P.S. Ruger loves your hat and wears it every day.  That makes me smile and I know it makes you smile too.

Tuesday, April 7, 2015

Real Quick?

Hey, can I ask a favor of y'all really quick?  Feeling a little alarmed about some abnormalities found on Jack's recent echo cardiogram and asking for good thoughts and prayers to be sent our way.  ( I should explain that per the request of Bill's cardiologist, all the kids are undergoing some basic testing--just to be on the safe side.)  It's unnerving for us (me) to spend more time at the cardiologist's office so soon.  I really doubt that it will turn out to be anything horribly serious but the potential is jarring me a bit.  Thank you!

Monday, April 6, 2015

I'm Beginning to Wonder.

I'm beginning to wonder if I am becoming mildly agoraphobic.  Leaving the house is almost painful to me.  I don't mind grocery shopping, though, so that's good.  Actually I don't mind Target either.  As long as it's not a weekend and there aren't too many people around.  So maybe I am both agoraphobic as well as anthropophobic, which is the fear of people.  It might also be scopophobia, which is the fear of being looked at.

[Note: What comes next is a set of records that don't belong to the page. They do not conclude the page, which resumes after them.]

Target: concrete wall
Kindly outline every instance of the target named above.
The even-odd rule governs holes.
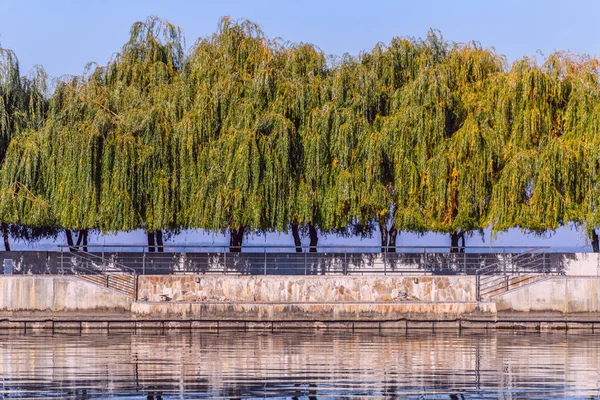
[[[138,299],[186,302],[472,302],[473,276],[140,276]]]
[[[76,277],[0,278],[0,314],[13,312],[129,312],[131,299]]]
[[[599,313],[600,277],[551,277],[492,300],[498,312]]]
[[[466,314],[493,315],[493,303],[141,303],[137,317],[221,321],[394,321],[454,320]]]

Someone told me the other day that I should get rid of my van.  Probably not a bad idea considering both its age and its potential for racking up costly repair bills. I have a fear of change (metathesiophobia) so that probably isn't a good idea either.

Pantophobia is the fear of everything.  I definitely don't have that.  There are plenty of things I don't fear.  Like food or cats or dirt.  I am afraid of sheep though, which is called ovinaphobia.  I'm really quite fine as long as I stay close to home.  Get me out in public, though, then watch out!  I'm like a mouse looking for the closest escape route.

I just don't like to be out in the world among the masses right now.  I believe I'm entitled to that.

Sometimes I think people would feel better if I did have a complete meltdown.  A really ugly one with weeping, snot, and incoherent babbling.  Probably not going to happen though.  I am not drunk, medicated, or living in my pretend fantasy world.  I am simply struggling to keep my head above the proverbial water, doing the best I can to survive.  When you've walked in  my shoe on my path for a bit, you will only then be allowed to comment on my life.

Now, I will retreat back to my (safe; there are no people there watching me) kitchen, drink a lovely cup of tea, and organize something.  It's what I do to cope.

Saturday, April 4, 2015

Alone.

Well, duh, that shouldn't surprise anyone.  But it occurred to me this week that I haven't really been alone in 28 years.  To quantify it for you, I have spent over half my life with one single person as my best friend. My closest companion.  My other half.   No wonder I feel alone.

The phone calls and visits have nearly stopped.  The mail is now sporadic.  The lasagna offerings have slowed as well, but for that, I am truly thankful. (there is only so much lasagna a person can consume within a season) Please don't think I'm crying for attention because I'm not.  I'm simply stating my observations on the progression of this grief thing and how it seems to follow a linear path most of the time. In some ways I guess I'm glad that my life is not being scrutinized on a daily basis.  No one is watching so closely now for my tears to start falling.  No one is judging the correctness (or incorrectness) of my display of sorrow.  I don't feel like anyone is waiting for me to have some sort of breakdown.  Heck, maybe people are a wee bit bored with it all.  

But I'm awfully lonely.

No person can fill this lonely place.  It's not even a place really.  It's more like a hole, in my heart, in the shape of Bill.

Truly, I'm seldom by myself.  There's always Sarah by my side.  Or another punk.  Maybe a spectator at a baseball game or an acquaintance at a restaurant.  I can't even take a shower these days without an audience.  But it's not the same.

I'm alone because no one can be as interested in what I have to say than Bill was.  No one can worry about me like Bill did.  No one can know just what to say to make me smile like Bill could.  No one can keep me company like him.  I always trusted him--completely.  He was my greatest advocate.  He had my back.

Now, my back couldn't be more exposed.

Maybe that's what loneliness is:  complete exposure to the world without someone to shield and protect  you.  No one to trust.